Easier from Above

How do you monitor a natural gas pipeline stretching from Texas to the heartland for leaks? Take the high road.
By Rulon Simmons

Natural gas production in the United States is booming. Each day in August 2008, wells produced 5.4 billion cubic feet more than they did a year earlier. To meet the demand for natural gas, suppliers must build longer and more complex pipelines.

Natural gas transmission pipelines typically vary in size from 6 to 48 inches in diameter. They also vary in material type and integrity. Newer pipes are usually made from steel, while older ones are often iron and tend to be more susceptible to leaking. Nevertheless, given the volatile nature of the product, gas transmission pipelines comprise one of the nation's safest modes of freight transportation. Pipeline operators have to make sure they stay that way.

To enhance the safety of gas transmission pipelines, federal regulations require that operators develop programs to assess and mitigate safety threats, such as leaks or ruptures due to corrosion. Efforts must focus specifically on pipeline segments located in highly populated and frequently used areas, such as parks. Of course, it's one thing to develop programs to enhance safety. But to actually find a leak - and find it fast -that's a different ballgame.

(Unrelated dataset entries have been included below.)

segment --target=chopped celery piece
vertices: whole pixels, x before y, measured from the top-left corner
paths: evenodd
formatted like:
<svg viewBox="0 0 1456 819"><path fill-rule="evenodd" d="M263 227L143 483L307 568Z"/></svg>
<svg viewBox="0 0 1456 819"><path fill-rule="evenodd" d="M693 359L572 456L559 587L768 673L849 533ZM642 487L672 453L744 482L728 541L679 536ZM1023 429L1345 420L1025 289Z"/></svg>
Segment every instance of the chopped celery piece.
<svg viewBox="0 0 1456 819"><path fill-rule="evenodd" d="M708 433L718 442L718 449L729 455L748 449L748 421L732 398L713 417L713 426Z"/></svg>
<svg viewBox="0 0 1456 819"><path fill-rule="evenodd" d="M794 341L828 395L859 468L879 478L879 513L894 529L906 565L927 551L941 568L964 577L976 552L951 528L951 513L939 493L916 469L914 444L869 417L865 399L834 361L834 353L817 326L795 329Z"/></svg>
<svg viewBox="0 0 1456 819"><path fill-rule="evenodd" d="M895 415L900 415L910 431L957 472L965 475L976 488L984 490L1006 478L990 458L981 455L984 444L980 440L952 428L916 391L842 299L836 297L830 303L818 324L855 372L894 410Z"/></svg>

Northern Natural Gas (NNG) recently faced that challenge. The Nebraska-based company operates a natural gas pipeline extending from the Permian Basin in Texas to the upper Midwest. The NNG system currently includes over 15,000 miles of transmission pipeline, 5.3 billion cubic feet per day of peak capacity, and five natural gas storage facilities. NNG provides transportation and storage services to about 75 utilities and numerous end-use customers.

Recently, NNG worked voluntarily with the U.S. Department of Transportation (DOT) to prove the integrity of one of its main pipelines. This DOT collaboration qualified as a high-priority challenge for the company. The accelerated timeline increased the level of difficulty. Rick Loveless, a senior environmental specialist at NNG, quickly realized that ground-based pipeline survey techniques wouldn't get the job done in time.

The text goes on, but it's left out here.